For the time being she had lost her bearings, she felt, and been engulfed in the vast rolling waves of the folding and unfolding earth.

And I knew again that Deep Hollow Creek is both a map and a guide, a book that opens a place in the body and says, This is also you, this is also what you know. The unfolding earth, the calm water seen out the window at Okeover Inlet, the islands of Jervis Inlet moving in and out of the mist.

It was somehow our river

above the Fraser

We’ve had a wonderful week with two of our grandchildren, the two from Edmonton, who arrived with their parents, and were ready for books, walks, collecting bouquets of leaves, singing “Over in the Meadow” over and over again, as well as hearing Curious George Goes To The Hospital. John had surgery mid-week so the book was read many times in anticipation of that as well as once he arrived home after a night in the hospital. The grandchildren even visited their grandfather briefly in the hospital. Henry, who is 1, shouted loudly as he presented a branch of berried greenery and a stuffed Santa (self-chosen) that farted “Deck the Halls” when the bum was pressed. Kelly, who is 3, was a little less brave and perhaps disappointed that there were no monkeys sliding down banisters or upsetting dinner carts.

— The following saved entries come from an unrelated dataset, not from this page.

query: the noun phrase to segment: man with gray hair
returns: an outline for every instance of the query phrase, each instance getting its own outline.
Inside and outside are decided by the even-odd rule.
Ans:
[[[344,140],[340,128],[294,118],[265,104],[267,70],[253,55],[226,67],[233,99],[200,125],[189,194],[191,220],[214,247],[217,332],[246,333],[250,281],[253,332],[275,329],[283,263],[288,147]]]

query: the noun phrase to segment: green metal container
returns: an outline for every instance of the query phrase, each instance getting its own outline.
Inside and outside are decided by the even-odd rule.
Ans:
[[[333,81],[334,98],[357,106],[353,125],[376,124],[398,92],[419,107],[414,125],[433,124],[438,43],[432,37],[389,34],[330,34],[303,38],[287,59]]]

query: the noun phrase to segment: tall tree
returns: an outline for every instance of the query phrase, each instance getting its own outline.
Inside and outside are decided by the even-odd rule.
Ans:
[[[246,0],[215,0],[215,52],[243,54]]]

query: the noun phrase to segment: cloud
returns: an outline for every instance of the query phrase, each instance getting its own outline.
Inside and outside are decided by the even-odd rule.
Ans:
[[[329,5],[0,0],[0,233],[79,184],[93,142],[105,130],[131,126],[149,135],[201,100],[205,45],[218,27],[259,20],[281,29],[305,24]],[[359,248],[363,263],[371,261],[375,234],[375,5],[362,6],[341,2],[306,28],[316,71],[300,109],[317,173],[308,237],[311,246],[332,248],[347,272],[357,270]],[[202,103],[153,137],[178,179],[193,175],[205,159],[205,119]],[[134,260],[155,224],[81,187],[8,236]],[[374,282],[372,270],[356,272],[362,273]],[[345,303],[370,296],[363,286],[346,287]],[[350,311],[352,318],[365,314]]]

While they were here, I put my own work aside for the pleasure of their company. And this morning, I am finding my way back into it. But a book about the beautiful Thompson and Fraser Rivers, the roads leading to them, and away, has me wishing for a road trip. Not a late fall trip, though. An early summer one, with bluebirds, and pollen, and drifts of arrow-leaved balsamroot. That dry air. The sound of Clark’s nutcrackers.

So I will write about those things instead of walking into sage and rabbit-brush. Instead of stopping to dream my way into abandoned cabins, heating the coffee in a small fire in a ring of stones.

I needed to drive. I needed to drive up the river, try to follow it to Kamloops where I also hoped to find Ethel Wilson, or at least a trace of her on the landscape she’d written about in Swamp Angel. I would be following the river back from where it had claimed you, James, back through its deep canyon in the desert north of Spences Bridge (I felt I knew it intimately between Spences Bridge to Lytton, the section you loved and where, when I swam in its warm waters, I was in your company for a brief and sweet time), gardens and remnants of old orchards on the shrub-steppes between Ashcroft and Kamloops, and maybe beyond, to the more verdant corridors along its southern route from its outlet at Little Shuswap Lake. One day I would also explore its northern arm’s sinuous flow from its glacial origins near Blue River to where it joined the south arm at Kamloops. I wanted to know it all. It was somehow our river, mine and yours. Thinking of it that way made me shiver a little and I tried to ignore the rattling noise my truck made every time I accelerated on the wide sections of the highway.